This book addresses the Wittgensteinian problem of knowing what you do not know. It provides an intellectual framework in which the topics of information processing are related to each other. It describes some useful and constructive attitudes toward managing IT, and discusses technical topics suitable for management, which needs some notion of a technology's position in the market. For technologists, it provides some idea of how other technologies affect what they do.
Technology must be understood in the context of its profitable use. Many books discuss management in a manner independent of the particular attributes of what is managed, and they discuss technologies without distinguishing between industry standards and arcane projects known only to eleven graduate students. There seems an almost inexplicable lack of treatment at the meeting ground where investment decisions must be driven by an assessment of the capability of the technology and the investment risk.
This book addresses the empty center between management and technologists. At one time, IBM mediated between technologists and management, and the empty center was not so dangerous. But now the center is empty in a time of rapid change. Organizations are floundering in architectural vacuums, without the skills necessary to make the transition to new technologies, and with no significant idea of the relative costs and profit potential of various systems' structures.
This book undertakes to define the center in which IT management and the technologist can meet. It hopes to provide a common view of the industry and its dynamics, a commonly held set of the key issues of IT and a shared view of the key technologies.
It also hopes to broaden the horizons of technologists so that they will understand how an area of specialty relates to the general system structure; how other technologies impact an area of specialty; how future developments in other areas may change the specialty by merging with it or requiring new functions; and how costs and benefits are viewed in the eyes of management.

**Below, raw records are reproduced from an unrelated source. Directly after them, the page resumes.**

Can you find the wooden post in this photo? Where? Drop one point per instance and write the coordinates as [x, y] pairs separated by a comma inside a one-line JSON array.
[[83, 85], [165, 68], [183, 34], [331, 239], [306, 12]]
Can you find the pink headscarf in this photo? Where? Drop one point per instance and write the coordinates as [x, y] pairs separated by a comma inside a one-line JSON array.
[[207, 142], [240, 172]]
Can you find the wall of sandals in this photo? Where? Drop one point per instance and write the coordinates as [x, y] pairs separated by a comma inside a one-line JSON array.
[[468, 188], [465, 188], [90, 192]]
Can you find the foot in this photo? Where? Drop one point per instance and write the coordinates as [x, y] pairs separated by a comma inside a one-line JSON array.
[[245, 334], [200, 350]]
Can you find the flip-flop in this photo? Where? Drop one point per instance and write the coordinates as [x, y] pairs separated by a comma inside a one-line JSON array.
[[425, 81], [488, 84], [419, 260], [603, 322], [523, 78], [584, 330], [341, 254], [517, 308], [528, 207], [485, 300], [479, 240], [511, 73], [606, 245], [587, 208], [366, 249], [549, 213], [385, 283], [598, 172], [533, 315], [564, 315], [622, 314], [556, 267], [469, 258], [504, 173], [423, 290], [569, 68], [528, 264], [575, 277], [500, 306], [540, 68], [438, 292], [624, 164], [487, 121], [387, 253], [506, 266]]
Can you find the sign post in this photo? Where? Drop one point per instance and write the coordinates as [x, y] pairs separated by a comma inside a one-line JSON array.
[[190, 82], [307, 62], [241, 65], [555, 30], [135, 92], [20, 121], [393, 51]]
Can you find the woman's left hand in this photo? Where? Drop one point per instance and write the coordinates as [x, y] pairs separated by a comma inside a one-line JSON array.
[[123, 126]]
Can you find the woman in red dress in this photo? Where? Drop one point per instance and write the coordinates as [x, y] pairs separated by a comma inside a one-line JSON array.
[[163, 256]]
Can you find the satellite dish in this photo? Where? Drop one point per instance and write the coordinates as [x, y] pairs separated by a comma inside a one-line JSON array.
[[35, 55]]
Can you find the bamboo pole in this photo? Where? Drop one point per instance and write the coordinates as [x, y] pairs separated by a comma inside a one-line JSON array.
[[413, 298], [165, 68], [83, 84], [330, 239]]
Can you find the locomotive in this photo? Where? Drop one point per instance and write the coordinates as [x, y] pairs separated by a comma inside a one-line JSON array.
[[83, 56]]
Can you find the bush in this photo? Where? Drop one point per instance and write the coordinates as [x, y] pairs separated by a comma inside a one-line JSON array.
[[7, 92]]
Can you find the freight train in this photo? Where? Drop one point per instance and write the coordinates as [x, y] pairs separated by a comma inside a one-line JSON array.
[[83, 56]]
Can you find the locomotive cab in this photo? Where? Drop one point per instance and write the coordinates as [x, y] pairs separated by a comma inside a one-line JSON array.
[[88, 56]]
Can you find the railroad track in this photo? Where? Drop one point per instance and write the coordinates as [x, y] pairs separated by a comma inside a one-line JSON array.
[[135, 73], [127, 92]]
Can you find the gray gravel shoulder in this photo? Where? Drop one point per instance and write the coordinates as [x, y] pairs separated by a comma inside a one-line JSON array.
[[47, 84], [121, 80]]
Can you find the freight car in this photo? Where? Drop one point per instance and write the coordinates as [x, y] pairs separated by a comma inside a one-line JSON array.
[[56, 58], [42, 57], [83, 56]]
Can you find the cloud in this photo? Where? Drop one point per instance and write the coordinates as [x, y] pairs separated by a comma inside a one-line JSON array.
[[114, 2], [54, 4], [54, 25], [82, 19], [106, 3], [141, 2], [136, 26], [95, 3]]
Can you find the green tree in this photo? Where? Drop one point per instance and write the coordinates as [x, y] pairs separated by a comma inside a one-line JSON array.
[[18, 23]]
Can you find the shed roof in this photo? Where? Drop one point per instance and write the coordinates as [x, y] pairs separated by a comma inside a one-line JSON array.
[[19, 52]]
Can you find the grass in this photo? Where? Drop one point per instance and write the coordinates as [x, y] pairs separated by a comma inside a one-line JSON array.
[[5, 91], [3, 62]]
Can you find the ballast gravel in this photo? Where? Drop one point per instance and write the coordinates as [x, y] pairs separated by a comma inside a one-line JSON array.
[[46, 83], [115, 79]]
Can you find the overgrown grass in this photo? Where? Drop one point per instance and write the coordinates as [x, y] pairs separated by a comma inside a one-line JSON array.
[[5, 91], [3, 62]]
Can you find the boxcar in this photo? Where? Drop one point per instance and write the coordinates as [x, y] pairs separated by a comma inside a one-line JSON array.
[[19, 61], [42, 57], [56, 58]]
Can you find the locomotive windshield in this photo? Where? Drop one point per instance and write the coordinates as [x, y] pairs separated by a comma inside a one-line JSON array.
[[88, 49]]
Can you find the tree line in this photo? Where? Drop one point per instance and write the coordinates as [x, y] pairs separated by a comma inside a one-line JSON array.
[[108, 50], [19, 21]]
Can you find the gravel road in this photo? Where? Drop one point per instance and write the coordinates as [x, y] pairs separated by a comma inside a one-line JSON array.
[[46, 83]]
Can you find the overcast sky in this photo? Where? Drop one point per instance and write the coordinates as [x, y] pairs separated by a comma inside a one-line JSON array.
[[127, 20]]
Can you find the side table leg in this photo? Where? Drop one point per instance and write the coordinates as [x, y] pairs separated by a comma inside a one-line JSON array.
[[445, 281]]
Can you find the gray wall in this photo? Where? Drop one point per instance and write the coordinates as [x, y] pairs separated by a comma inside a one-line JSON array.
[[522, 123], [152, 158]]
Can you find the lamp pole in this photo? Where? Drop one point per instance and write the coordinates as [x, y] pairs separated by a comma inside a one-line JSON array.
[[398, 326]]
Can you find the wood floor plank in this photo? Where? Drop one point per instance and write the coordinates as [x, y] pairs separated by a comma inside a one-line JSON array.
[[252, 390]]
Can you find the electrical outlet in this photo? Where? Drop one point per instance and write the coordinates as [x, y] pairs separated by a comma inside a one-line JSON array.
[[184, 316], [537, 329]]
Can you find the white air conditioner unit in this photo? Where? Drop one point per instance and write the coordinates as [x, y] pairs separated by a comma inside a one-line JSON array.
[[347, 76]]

Difficult decisions about content and balance must be made in such a book. The guiding principle is to focus on technology and those vendors operating at the enterprise level. The cost of this is a focus on IBM, Microsoft, Novell, DEC, Sun, AT&T, and others capable of being primary vendors, with a gloss over specialized vendors whose products will fill boxes in the blueprint. This is deeply unfortunate and a disservice to splendid companies like SynOptics, Cisco, 3Com, and Banyan, but there is no real choice if room is to be left to build the center with an artifact not unusably large.
The book assumes a level of computer literacy an IT manager would have merely by listening to vendor presentations. Technical people are less likely to hear these presentations. They tend to be even less informed about technologies not their own than their managers.

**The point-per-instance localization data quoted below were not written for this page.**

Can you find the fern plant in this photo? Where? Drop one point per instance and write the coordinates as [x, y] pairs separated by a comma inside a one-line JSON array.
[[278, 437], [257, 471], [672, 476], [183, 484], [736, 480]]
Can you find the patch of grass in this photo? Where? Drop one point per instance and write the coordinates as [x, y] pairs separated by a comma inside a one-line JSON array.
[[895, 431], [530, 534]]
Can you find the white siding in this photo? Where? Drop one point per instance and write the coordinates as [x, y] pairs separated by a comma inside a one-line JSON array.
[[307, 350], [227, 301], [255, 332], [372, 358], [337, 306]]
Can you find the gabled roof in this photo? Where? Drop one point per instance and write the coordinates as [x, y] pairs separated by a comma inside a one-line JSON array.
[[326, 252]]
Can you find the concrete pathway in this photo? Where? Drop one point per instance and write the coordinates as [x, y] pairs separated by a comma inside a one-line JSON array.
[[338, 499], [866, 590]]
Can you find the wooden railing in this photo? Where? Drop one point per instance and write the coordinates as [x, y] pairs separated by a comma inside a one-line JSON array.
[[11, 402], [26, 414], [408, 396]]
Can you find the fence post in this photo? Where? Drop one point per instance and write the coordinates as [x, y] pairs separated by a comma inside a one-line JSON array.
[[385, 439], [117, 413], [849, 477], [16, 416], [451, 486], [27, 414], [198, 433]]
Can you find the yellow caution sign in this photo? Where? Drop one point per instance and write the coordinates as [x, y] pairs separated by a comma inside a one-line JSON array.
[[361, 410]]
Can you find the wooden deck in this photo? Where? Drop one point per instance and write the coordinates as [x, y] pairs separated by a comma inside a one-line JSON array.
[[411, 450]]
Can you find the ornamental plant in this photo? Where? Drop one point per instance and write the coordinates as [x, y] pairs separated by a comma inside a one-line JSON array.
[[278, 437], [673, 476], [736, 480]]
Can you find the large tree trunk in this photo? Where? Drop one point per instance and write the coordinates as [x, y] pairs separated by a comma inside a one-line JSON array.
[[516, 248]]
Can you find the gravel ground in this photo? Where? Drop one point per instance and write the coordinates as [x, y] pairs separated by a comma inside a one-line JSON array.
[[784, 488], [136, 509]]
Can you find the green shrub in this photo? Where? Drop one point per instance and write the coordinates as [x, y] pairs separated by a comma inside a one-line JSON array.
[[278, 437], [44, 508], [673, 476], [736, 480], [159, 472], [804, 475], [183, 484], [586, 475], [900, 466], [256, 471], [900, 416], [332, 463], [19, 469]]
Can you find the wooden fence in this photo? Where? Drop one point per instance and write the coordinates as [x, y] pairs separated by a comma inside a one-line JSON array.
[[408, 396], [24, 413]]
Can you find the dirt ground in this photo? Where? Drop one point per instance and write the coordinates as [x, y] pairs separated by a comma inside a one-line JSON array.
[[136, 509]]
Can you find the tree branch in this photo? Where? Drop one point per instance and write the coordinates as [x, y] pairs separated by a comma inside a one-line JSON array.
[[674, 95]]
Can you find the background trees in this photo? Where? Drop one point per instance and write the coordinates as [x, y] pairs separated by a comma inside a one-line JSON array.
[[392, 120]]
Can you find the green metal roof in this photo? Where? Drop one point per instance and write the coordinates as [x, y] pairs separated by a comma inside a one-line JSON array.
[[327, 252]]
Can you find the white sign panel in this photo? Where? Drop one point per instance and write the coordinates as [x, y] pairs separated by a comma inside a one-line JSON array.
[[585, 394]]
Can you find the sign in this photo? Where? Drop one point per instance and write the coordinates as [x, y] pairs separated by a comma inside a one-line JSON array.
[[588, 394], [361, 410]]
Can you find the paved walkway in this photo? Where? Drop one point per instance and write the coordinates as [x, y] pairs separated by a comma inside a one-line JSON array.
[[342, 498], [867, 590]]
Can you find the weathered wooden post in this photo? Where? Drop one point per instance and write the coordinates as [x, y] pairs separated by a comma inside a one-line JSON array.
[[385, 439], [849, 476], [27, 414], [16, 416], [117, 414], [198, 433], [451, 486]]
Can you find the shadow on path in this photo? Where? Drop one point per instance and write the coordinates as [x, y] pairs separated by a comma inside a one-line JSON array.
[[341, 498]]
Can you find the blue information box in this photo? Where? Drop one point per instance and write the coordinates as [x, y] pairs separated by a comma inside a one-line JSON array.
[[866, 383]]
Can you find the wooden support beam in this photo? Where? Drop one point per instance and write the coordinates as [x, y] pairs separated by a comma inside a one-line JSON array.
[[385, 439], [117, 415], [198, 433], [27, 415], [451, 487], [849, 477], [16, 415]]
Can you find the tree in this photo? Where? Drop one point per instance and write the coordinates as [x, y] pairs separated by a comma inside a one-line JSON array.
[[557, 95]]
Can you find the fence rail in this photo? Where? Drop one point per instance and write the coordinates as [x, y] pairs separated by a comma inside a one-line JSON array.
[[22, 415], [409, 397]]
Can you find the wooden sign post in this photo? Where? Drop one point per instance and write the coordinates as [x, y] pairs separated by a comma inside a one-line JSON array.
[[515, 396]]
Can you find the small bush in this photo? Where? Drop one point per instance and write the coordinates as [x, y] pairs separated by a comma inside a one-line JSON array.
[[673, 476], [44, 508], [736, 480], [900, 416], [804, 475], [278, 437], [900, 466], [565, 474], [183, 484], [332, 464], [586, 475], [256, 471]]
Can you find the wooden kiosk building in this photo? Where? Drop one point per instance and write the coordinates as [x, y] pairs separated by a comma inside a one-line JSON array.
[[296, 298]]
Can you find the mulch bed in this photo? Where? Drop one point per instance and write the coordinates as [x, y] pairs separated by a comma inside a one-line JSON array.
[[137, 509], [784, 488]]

A sort of book within a book, The Basics Book provides supporting discussions for readers who can profit by a review of underlying principles and technologies. The boxes in the text provide commentary that may establish a basic principle, discuss a related topic not necessarily useful in the main flow, or explain a technical point beyond the interest of some readers. The reader can decide which boxes are useful. The book can be read without the boxes.
There is no shortage of books on operating systems, communications, distributed computing, etc., of which this author is himself culpable, but there is little integration of the technology, market, and economic factors that can define a meeting place for management and technology.

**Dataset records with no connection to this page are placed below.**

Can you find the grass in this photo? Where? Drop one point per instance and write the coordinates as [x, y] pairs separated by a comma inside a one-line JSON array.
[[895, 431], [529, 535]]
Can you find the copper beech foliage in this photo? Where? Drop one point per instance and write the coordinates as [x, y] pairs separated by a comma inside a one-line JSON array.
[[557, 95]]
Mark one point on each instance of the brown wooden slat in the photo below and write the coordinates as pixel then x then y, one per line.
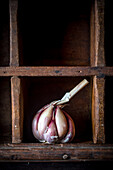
pixel 67 152
pixel 97 57
pixel 98 110
pixel 17 110
pixel 14 54
pixel 98 60
pixel 56 71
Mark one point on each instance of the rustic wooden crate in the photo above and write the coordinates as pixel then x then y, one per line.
pixel 47 60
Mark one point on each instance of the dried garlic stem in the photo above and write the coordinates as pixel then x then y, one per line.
pixel 66 98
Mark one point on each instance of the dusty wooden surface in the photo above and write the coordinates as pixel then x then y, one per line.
pixel 59 39
pixel 56 71
pixel 14 54
pixel 5 110
pixel 56 153
pixel 17 116
pixel 75 47
pixel 97 60
pixel 98 110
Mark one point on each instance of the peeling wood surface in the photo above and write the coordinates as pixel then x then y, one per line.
pixel 55 153
pixel 17 116
pixel 56 71
pixel 97 33
pixel 14 54
pixel 98 110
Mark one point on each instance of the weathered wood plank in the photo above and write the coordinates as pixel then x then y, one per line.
pixel 56 71
pixel 98 110
pixel 14 54
pixel 97 33
pixel 56 153
pixel 97 60
pixel 17 110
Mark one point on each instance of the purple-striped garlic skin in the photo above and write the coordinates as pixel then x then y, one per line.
pixel 52 125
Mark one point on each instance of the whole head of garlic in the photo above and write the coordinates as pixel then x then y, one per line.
pixel 52 125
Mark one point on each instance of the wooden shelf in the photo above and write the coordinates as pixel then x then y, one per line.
pixel 55 153
pixel 64 63
pixel 56 71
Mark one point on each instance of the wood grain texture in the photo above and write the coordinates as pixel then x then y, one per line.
pixel 55 153
pixel 17 110
pixel 98 110
pixel 97 60
pixel 97 33
pixel 14 55
pixel 56 71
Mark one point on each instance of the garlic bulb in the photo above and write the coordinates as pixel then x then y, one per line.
pixel 52 125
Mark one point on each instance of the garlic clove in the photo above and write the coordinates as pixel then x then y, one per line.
pixel 51 135
pixel 71 130
pixel 44 120
pixel 61 123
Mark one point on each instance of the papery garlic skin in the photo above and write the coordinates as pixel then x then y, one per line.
pixel 52 125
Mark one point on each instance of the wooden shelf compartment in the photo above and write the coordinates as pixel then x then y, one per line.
pixel 36 93
pixel 71 54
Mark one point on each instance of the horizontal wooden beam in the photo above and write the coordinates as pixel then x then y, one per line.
pixel 56 71
pixel 60 152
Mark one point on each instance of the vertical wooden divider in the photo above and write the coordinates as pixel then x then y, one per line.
pixel 17 110
pixel 16 87
pixel 14 54
pixel 98 59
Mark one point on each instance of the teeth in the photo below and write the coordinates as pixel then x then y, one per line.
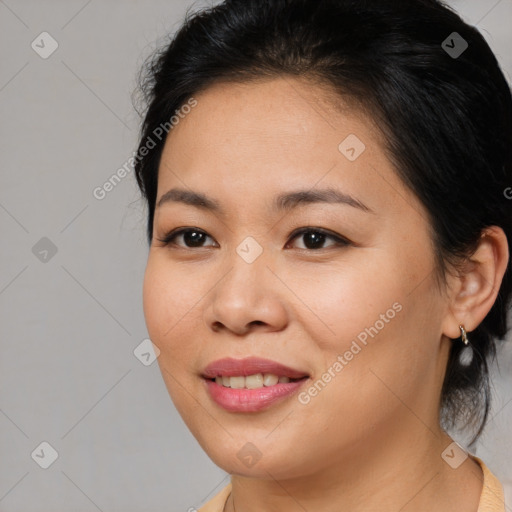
pixel 256 381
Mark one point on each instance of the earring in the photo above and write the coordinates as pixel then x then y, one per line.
pixel 463 334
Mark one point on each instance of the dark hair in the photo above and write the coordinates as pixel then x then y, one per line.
pixel 446 121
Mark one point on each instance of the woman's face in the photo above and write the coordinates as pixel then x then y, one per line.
pixel 360 316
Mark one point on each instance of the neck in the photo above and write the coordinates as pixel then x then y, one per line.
pixel 406 473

The book has many sources. Primarily, it comes from the efforts of the IBM Systems Research Institute. The Institute tried (apparently unsuccessfully) to draw the attention of IBM professionals and managers to changing technologies and new industry dynamics and the risks and opportunities for IBM. It also comes from my experience with the needs and activities of graduate students in Computer Science at Hofstra University. They remind me that, behind the white papers, strategy statements, and statements of direction, people are trying to develop systems in a world independent of the hype.
Some material comes from my work with clients concerned with strategy and risk issues, from participation in technology start-ups, and from professional seminars developed with various organizations, including IBM, Hewlett-Packard, MTS in the U.K., and other organizations in Australia, Italy, and Germany.